Я немного изучал медицину, занимался анатомией в двух-трех больницах и был знаком с ребятами из анатомического театра.
Дело заключалось в том, чтобы добыть труп молодого человека моих лет, уложить в мою постель и изуродовать ему лицо выстрелом. Однако это сулило серьезные осложнения: при вскрытии врач сразу определит, что выстрел был произведен в уже остывший труп. Я отправился в Отель-Дье - когда-то я оказал большую услугу служащему анатомического театра, освободив его брата от воинской повинности, - этот человек был готов отдать за меня жизнь. Брат был кучером фиакра и тоже считал себя обязанным. Я приказал позвать служащего.
"Луи! - сказал я ему. - Часто ли к вам приносят людей, пустивших себе пулю в лоб?"
"Раза два-три в месяц, господин Конрад. Не чаще!"
"Мне во что бы то ни стало нужен первый, который поступит в Отель-Дье, слышишь, Луи?"
"Чего бы это ни стоило, он будет ваш, даже если за это я лишусь места!"
"Спасибо, Луи".
"Куда доставить тело?"
"Ко мне в предместье Пуассоньер, дом номер семьдесят семь, пятый этаж".
"Я договорюсь с братом".
"Я могу на тебя рассчитывать, Луи?"
"Я же дал слово, - пожал он плечами, - только будьте по ночам дома".
"Начиная с сегодняшнего вечера я никуда не выйду, будь покоен".
Я боялся, что с тридцатью франками далеко не уйду. Возможно, я умер бы от голода раньше, чем кто-нибудь еще более нечастный вздумает застрелиться...
По дороге домой я зашел к старьевщику и подобрал бархатные штаны, куртку и жилет за пятнадцать франков; я купил эти вещи и со свертком под мышкой пошел к себе. Охотничьи ботинки и старая каскетка должны были довершить мой костюм.
У меня оставалось пятнадцать франков. С умом их распределив, я мог бы протянуть дней пять-шесть.

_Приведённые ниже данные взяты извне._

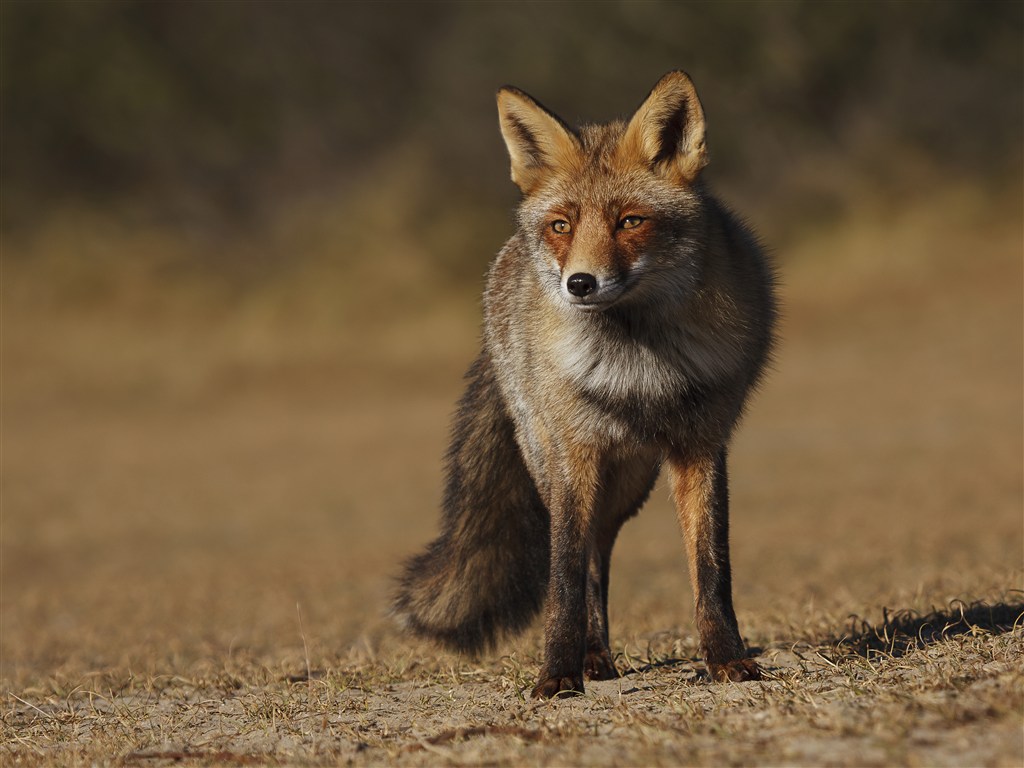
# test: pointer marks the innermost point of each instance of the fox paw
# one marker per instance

Все уже было готово для решительной минуты, даже мое предсмертное письмо.
В ночь на третий или четвертый день я услышал условный сигнал: в мое окно, выходившее на улицу, ударил камешек.

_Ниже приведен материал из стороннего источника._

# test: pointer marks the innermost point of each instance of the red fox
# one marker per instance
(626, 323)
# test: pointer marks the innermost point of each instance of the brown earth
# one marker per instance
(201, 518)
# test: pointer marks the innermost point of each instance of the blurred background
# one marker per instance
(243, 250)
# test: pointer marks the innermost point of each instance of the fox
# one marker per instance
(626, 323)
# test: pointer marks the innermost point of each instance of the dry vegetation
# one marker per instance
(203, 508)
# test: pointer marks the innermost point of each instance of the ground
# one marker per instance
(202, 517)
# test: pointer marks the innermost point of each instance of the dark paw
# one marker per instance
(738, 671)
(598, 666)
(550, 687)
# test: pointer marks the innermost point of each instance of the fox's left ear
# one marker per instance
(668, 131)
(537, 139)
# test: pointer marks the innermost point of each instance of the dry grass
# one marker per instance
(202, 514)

Я спустился, отпер дверь; перед домом стоял фиакр с трупом. Мы с Луи перенесли его в мою комнату, положили на кровать, и я надел на него одну из своих рубашек. Это был труп молодого человека, его лицо было до неузнаваемости обезображено выстрелом. Случай, этот страшный союзник, сослужил мне прекрасную службу!
Я разрядил один из стволов своего пистолета, обжег его для видимости, будто из него стреляли, и вложил мертвецу в руку.
Я не забыл упомянуть в предсмертном письме, что пистолет принадлежит Лепажу: Лепаж, таким образом, должен был помочь установить личность убитого, сообщив, что господин Конрад де Вальженез приходил к нему за пистолетом за несколько дней до самоубийства.
Я оставил свою одежду на стуле, словно позаботился о том, чтобы раздеться перед смертью, потом облачился в костюм комиссионера, запер дверь на два оборота и спустился вместе с Луи. Я бросил ключ на середину улицы - будто бы из окна, заперевшись изнутри. Стекло, разбитое Луи, когда он бросил камень, должно было заставить свидетелей поверить в такую версию. У меня был ключ от входной двери: мы вышли так, что привратник нас не видел и не слышал. На следующее утро в девять часов я явился в полицию с двумя поручителями, Луи и его братом, и мне выдали бляху на имя Сальватора... с того дня, дорогой кузен, я исполняю обязанности комиссионера на углу улицы О-Фер рядом с кабачком "Золотая ракушка".
- С чем вас и поздравляю, сударь, - отозвался Лоредан. - Но, признаться, я не вижу связи между этой историей и сведениями о завещании маркиза; не понимаю также, каким образом вы мне вернете пятьсот франков, которые мы напрасно отдали господину Жакалю на ваши похороны.
- Погодите, дорогой кузен, - продолжал Сальватор. - Какого черта! Не думаете же вы, что я просто так открыл вам тайну своего существования, не будучи уверен в вашей скромности!